How to Use Xanthan Gum
You can use it for healthy bowel movements when you have the runs. Xanthan gum is a soluble fibre, meaning that your body cannot break it down. Soluble fibres absorb water and form a gel-like substance in your digestive system, which slows down your digestion when you’re having a hard time with food passing through you too quickly. It is also used for the opposite problem. When constipated, xanthan gum can increase the movement of water into your intestines making faeces easier to pass.
You can also utilise xanthan gum for weight loss, which many people have found has effective results due to its ability to shrink your appetite. While that may sound questionable, this is actually due to xanthan gum’s aforementioned effect on your digestive system. By slowing it down, when you have consumed foods containing gum you may feel ‘full’, alleviating the need for further grazing. More good news on the diet front is that xanthan gum’s slow digestion alters the rate at which sugar can enter your bloodstream. This means it has the ability to reduce irritable spikes in your blood sugar levels.
Xanthan gum is also recommended as an effective saliva substitute for anyone struggling to swallow. Proof of this is inconclusive, and for this reason it is advised that children are not fed this product.

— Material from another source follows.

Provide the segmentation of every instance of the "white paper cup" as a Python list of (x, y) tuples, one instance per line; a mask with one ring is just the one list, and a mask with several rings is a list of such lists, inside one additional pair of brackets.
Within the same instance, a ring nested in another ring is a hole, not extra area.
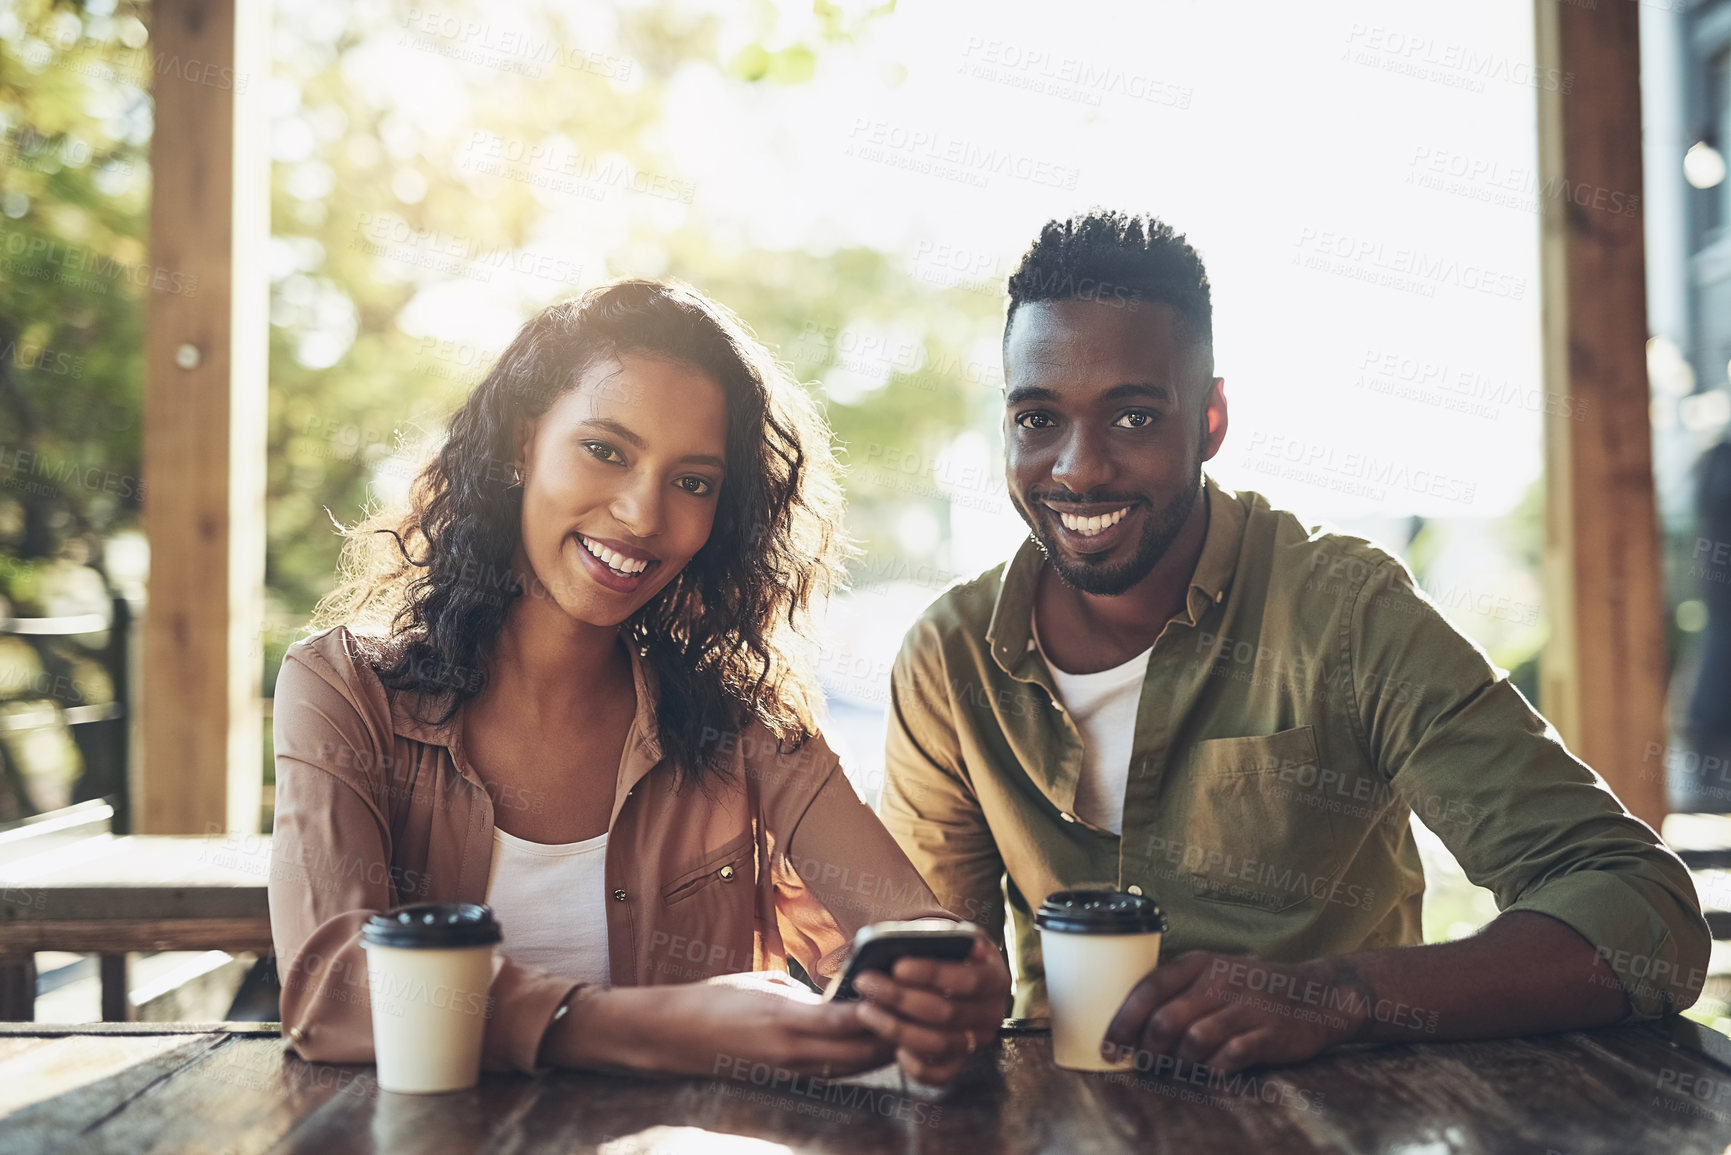
[(374, 915), (361, 932), (381, 1090), (431, 1095), (473, 1087), (493, 948), (493, 912), (473, 903), (422, 903)]
[(1052, 1011), (1052, 1059), (1073, 1071), (1124, 1071), (1131, 1056), (1100, 1044), (1130, 990), (1160, 961), (1166, 919), (1154, 901), (1119, 890), (1060, 890), (1040, 904), (1040, 953)]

Is Xanthan Gum Suitable for Vegans & Vegetarians?
Xanthan gum comes in various forms, depending on how it is created. It is generally considered suitable for both vegans and vegetarians, but then caution is necessary as some processes for manufacturing xanthan are not. As mentioned, it is commonly made by bacterial fermentation. However, in other instances, a chicken lysozyme can be used in the process. Furthermore, in some instances, some forms of xanthan gum are created via fermentation of whey, which you may well know from whey protein shakes, is a by-product of dairy.
If gluten and allergens are a concern, when opting for vegetarian recipes, you may not know that xanthan gum is a common ingredient in gluten-free recipes. As an emulsifier and thickener, as an ingredient in baking it comes in handy for replacing gluten for yeast containing baked goods such as bread.

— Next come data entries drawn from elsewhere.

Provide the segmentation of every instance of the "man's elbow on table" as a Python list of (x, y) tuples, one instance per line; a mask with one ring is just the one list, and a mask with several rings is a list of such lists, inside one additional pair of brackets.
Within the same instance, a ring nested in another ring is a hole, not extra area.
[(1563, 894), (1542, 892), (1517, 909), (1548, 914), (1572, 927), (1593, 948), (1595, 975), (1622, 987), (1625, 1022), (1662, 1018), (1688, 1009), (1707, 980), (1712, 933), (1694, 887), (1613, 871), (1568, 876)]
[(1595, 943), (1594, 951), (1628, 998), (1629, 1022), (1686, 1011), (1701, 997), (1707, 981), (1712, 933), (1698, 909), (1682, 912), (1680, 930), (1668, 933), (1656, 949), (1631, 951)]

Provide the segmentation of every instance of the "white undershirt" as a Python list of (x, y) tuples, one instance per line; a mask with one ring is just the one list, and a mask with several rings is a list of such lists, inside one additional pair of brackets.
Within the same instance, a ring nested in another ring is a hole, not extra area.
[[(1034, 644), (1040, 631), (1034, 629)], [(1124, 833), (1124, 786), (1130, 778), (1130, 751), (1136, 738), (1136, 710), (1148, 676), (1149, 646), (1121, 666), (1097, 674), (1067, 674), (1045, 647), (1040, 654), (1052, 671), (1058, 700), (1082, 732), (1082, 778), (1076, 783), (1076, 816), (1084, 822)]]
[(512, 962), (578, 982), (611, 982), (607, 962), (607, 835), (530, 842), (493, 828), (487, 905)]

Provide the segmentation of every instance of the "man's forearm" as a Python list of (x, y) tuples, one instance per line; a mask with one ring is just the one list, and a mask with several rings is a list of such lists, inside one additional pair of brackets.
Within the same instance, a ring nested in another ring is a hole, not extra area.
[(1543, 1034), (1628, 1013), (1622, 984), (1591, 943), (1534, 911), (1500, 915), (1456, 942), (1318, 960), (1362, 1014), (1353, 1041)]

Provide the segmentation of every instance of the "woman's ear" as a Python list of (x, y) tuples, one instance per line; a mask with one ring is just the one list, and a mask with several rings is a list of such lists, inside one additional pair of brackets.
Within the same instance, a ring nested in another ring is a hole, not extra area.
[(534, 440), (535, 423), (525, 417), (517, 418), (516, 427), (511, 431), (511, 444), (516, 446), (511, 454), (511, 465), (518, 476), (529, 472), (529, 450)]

Also, as a commonly used thickening ingredient, xanthan gum can be produced by fermenting corn sugar with Xanthomonas campestris bacterium. If you have an allergy to corn, be cautious to look for xanthan gum.
Xanthan Gum Alternatives
Reading food labels, especially for gluten free eaters, will likely reveal xanthan gum in the list of ingredients for many ready made meals and baked items. Certainly it has benefits, especially when baking and living without gluten, but what are some of the main alternatives for xanthan gum?

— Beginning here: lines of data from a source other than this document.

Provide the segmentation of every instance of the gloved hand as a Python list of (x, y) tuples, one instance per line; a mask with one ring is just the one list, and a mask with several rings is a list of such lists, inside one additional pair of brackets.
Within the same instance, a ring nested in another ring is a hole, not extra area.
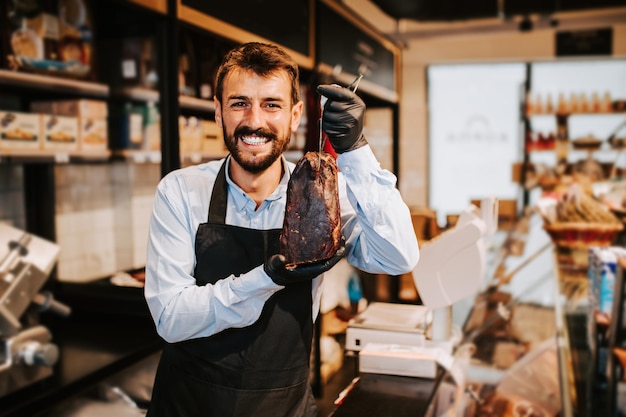
[(323, 84), (317, 92), (328, 98), (322, 114), (322, 129), (335, 152), (344, 153), (367, 144), (363, 136), (365, 103), (347, 88)]
[(300, 265), (295, 268), (285, 266), (283, 255), (272, 255), (265, 261), (263, 270), (278, 285), (289, 285), (296, 282), (310, 281), (335, 266), (343, 258), (345, 247), (342, 245), (330, 259), (312, 264)]

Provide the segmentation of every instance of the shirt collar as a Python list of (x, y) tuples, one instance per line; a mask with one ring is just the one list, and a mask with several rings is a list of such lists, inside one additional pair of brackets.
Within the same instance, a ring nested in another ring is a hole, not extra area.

Agar agar comes from algae or seaweed found in South East Asia. Good news all around as this gelatin is both suitable for vegans, vegetarians and is an ingredient in many gluten free recipes.
Guar gum is also gluten free with a similar consistency to that of corn starch. It comes from legume plants and possesses a laxative quality.
Chia is part of the mint group of plants. These seeds are good for you in many ways, with their omega-3 fatty acids being an excellent source for anyone avoiding fish, and they are a top source of fibre, which is no bad thing for your digestive system.
Not one for vegans, but otherwise egg whites make for a decent binder and leavening agent, making them useful for baking mixtures as well as an obviously top source of protein.